Green Alliance’s report said some UK supermarkets have recently switched from single-use plastic bags for loose produce and bakery items, and have in some instances replaced them with single-use paper bags.

It called this “a worrying trend”, quoting a 2011 study from the Northern Ireland Assembly which found that paper bags generally require four times as much energy to manufacture as plastic bags.

But Greg Selfe, country manager at Two Sides, has concerns “that the benefits of paper packaging are considered ‘misleading’ by [the Green Alliance] report”.

“It is a shame that the report overlooks the fact that 85% of paper packaging is recycled in Europe, compared to just 42% of plastic,” he says.

“A healthy market for forest products, such as paper packaging, encourages the long-term growth of forests through sustainable forest management.

“Europe’s growing forest area enables increased carbon sequestration and therefore helping to tackle global warming.

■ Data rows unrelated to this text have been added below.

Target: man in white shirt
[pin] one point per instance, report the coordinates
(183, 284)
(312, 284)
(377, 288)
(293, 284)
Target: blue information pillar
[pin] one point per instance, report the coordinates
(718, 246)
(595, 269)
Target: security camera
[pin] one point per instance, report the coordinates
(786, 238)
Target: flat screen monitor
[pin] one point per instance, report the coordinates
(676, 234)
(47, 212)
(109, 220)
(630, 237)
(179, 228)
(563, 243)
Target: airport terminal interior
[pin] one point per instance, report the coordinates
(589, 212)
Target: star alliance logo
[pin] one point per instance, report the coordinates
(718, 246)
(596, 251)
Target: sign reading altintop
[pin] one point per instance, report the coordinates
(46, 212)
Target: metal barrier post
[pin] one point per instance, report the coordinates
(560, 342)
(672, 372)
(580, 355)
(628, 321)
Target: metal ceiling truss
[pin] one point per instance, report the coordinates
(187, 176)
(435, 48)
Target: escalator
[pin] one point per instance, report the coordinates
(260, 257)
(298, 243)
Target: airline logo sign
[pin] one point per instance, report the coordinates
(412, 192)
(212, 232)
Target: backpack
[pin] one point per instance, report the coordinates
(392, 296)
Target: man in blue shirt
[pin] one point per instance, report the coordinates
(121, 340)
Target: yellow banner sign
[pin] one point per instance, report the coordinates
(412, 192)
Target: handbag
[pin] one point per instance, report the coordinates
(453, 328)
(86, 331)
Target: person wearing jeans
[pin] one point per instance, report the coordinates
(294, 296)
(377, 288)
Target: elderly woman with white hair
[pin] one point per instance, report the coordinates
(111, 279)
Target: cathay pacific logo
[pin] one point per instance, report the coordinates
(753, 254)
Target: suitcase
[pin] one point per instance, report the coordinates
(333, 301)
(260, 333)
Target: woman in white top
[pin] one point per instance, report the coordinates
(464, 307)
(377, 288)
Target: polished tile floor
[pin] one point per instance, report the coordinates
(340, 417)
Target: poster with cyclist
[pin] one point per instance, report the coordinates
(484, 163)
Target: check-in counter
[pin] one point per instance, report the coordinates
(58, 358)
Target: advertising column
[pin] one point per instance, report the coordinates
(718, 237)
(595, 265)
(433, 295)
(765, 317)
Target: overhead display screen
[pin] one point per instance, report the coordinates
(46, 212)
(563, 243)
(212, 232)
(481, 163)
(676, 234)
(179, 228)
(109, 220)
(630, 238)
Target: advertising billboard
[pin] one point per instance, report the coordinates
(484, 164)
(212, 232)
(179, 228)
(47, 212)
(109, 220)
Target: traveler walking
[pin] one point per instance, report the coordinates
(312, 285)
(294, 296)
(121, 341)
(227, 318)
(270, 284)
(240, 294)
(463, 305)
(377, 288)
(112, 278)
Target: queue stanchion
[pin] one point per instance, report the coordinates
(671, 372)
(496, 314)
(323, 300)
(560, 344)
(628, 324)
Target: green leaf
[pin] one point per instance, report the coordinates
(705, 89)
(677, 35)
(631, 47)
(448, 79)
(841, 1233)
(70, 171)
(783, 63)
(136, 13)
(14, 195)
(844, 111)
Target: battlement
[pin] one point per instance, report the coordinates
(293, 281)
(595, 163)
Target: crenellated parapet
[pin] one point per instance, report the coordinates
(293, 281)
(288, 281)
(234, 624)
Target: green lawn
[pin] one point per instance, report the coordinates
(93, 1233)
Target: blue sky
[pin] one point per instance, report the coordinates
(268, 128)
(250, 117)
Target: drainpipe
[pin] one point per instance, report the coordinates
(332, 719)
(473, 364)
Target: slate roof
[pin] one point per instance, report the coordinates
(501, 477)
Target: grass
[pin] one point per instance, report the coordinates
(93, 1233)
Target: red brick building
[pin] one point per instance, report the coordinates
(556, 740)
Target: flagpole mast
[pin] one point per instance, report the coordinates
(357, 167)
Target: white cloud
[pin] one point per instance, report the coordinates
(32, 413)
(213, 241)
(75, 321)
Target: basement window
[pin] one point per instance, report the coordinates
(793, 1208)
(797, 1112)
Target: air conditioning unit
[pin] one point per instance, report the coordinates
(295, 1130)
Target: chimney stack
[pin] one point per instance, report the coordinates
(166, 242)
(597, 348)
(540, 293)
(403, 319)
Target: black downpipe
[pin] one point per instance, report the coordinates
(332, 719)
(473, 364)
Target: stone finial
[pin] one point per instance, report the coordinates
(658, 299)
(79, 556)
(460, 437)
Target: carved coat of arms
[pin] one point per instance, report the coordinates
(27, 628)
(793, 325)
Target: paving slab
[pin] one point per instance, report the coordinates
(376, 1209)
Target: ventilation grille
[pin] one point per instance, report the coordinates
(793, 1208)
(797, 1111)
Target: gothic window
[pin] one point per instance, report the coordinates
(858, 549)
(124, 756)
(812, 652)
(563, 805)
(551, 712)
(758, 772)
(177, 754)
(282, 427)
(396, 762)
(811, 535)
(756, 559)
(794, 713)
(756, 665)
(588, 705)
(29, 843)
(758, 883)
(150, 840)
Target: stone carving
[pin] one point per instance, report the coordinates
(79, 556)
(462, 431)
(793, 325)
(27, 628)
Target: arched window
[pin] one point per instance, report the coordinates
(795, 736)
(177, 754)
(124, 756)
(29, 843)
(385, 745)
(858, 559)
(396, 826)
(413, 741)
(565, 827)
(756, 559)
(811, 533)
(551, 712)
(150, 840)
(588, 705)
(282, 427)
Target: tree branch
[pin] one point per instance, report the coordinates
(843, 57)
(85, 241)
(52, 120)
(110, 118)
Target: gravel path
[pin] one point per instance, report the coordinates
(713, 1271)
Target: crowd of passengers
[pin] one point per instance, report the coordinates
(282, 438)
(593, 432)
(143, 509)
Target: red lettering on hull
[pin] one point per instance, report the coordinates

The production of single-use plastic packaging creates no such positive externalities nor indirect benefits to the environment.”

Meanwhile, a new infographic published by The Paper Bag, an association of major European manufacturers of kraft paper and paper carrier bags, has stressed the extent to which paper carrier bags contribute to combating climate change.

It said “consumers can rely on strong packaging that carries anything up to 12kg, can be reused several times and be recycled [and that] if paper bags end up in the natural setting, they degrade within 2-5 months and do not harm the environment”.

Whatever the material, packaging has become a major scapegoat in environmental discussions; a situation Stephenson hopes will change.

“What we should be addressing is the production of waste (whatever it may be) and human behaviour. We have 2 billion people on the planet with inadequate food and clean water, and yet we’re wasting millions of tonnes of food in western economies,” she says.

“Let’s switch the debate to the things that are really going to make a difference to the planet and climate change instead of attacking something that is actually minimising waste and supporting society.”